Shares of Duluth Holdings (NASDAQ:DLTH), a purveyor of clothing and gear targeted at tradespeople, rose as much as 10% in early morning trading before moderating to a 3% gain as of 10:50 a.m. EDT on Wednesday. Investors can thank better-than-expected second-quarter results for the boost.
Here's a review of the key headlines from the quarter that caused Wall Street to cheer:
- Total revenue grew 31% to $86.2 million. This represents the company's 30th consecutive quarter of increased year-over-year sales. It also came in far higher than the $82.5 million in revenue that analysts had predicted.
- Gross margins declined by 240 basis points because of higher levels of free shipping promotions.
- Adjusted EBITDA increased 27% year over year to $9.5 million.
- Earnings per share of $0.13 grew 18% when compared to the year-ago period. This figure was well ahead of the $0.10 in EPS that market watchers had expected.
- Three new stores were opened during the period. Management also announced that six more stores will open before the end of the year. That's two more than previously communicated.
- Full-year guidance was reaffirmed.
When these expectations-topping results were combined with the company's weak stock price, today's bullish share price move seems appropriate.
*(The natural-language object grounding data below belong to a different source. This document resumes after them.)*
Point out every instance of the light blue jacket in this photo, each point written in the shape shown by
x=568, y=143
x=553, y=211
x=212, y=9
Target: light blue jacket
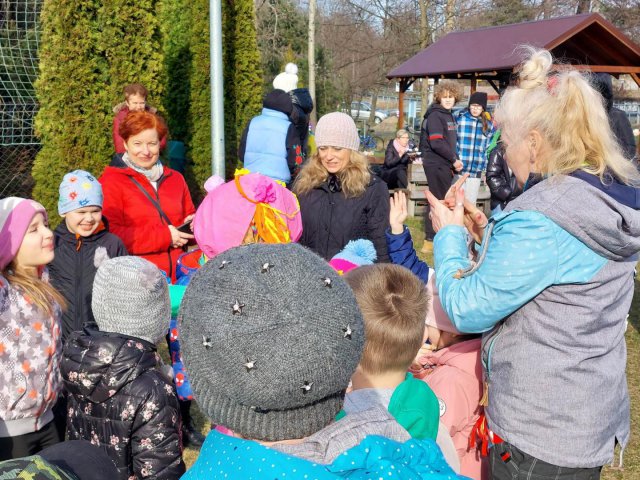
x=553, y=290
x=266, y=148
x=232, y=458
Duluth CEO Stephanie Pugliese shared some good news with investors related to introducing new customers to the brand:
We drove a 35% increase in new customer acquisition year-over-year, as we continue to invest in our omnichannel model and in growing our brand awareness with our direct marketing efforts and with geographical expansion of our retail stores
Investors also got a sneak peek of what to expect from the company in 2018. Management stated on the conference call that it expects the number of new store openings in 2018 to be "comparable" to this year's results. That should go a long way toward helping the company reach its goal of 100 retail stores in the U.S.
Overall, Duluth's second-quarter results clearly show that the company is successfully executing its growth strategy and that its brand continues to bring in new customers. With shares still trading within a few dollars off their 52-week low, this bull thinks that right now is a fine time to buy into this growth stock.